LONDON – European Union officials are refusing to comment on a German Constitutional Court ruling that the European Central Bank overstepped its powers when it decided to buy the debt of EU member states in order to help with their finances.
And at least for the moment, Europe’s financial markets remain largely calm.
Still, the ruling is a severe blow to European integration. And if the objections of Germany’s top judges are not addressed within the next few months, they have the potential of undermining the very foundation of the euro, Europe’s single currency.
The European Central Bank (ECB), which issues and guarantees the euro, is not answerable to any court of an EU member state.
Nevertheless, the ECB sits at the centre of a financial network formed by the 19 national banks of the EU countries which operate the euro and each one of these central banks is bound by its own national legislation.
The ruling of the German Constitutional Court, therefore, formally applies only to the Bundesbank, Germany’s central bank.
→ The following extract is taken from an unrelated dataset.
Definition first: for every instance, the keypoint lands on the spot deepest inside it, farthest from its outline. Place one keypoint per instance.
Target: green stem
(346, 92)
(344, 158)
However, Germany is the EU’s biggest member state and lender of last resort.
Furthermore, the German ruling also raises grave questions not only about the economic management of the continent, but also about Europe’s governance.
The dispute centres around a programme that started in 2015 under which the ECB undertook to buy the public debt of member states to the tune of €2.6 trillion (S$4 trillion).
The programme was always hotly disputed in Germany, largely because it appeared to contravene European treaties, which forbid the ECB from lending money to individual governments in order to cover their borrowing.
But also because it implied that individual European countries did not have to worry too much about their reputation and borrow at cheap rates as they knew that ultimately the ECB would buy their debt, precisely what the Germans always sought to avoid.
“The longer it lasts, the more the side effects and financial stability risks of the very expansive monetary policy will grow,” warned Bundesbank president Jens Weidmann at the end of last year.
Germany’s Constitutional Court has now ruled that at least part of this bond purchasing programme could be considered as indirect financing of government budgets and ECB involvement in economic policy, both of which are prohibited by EU treaties.More seriously still, a 2018 judgment by the European Court of Justice which deemed the ECB programme legal was dismissed in harsh terms by the German court, which branded the ruling as “incomprehensible” and “ultra vires”, a Latin legal term which implies that the European court went beyond the powers the law gave it.
“For the first time in history, the constitutional court has found that the actions and decisions of European bodies overstep their legitimate competence, and therefore have no validity in Germany,” said the court’s president, Mr Andreas Vosskuhle.
An immediate crisis has been averted because Germany’s top judges have given the European central bank three months to come back with an explanation of how its bond purchasing programme may still fit existing treaties. Financial markets around the world, therefore, assume that a compromise could be found.
Furthermore, Mr Vosskuhle was also at pains to point out that his court’s decision does not prevent EU member states from helping each other with the coronavirus crisis by transferring money through other means, including increased contributions to the central EU budget.
Still, the German ruling is revolutionary and bound to have a serious impact on the future of Europe.
In effect, the German court has given itself exclusive powers to decide how EU treaties are to be interpreted. And it has fired a warning shot in the direction of German politicians by reminding them that it would be virtually impossible to put together a European-wide system of sharing public debt unless they are prepared to change existing treaties.
German Chancellor Angela Merkel has refused to be drawn into discussing the court ruling. But she knows only too well that the judgment puts an end to any hope of issuing the so-called “Coronabonds”, which would have allowed EU states to borrow jointly in order to help their economies recover from the pandemic.
So while Europe may have avoided an immediate crisis, the battle over the continent’s financial arrangements is only likely to intensify.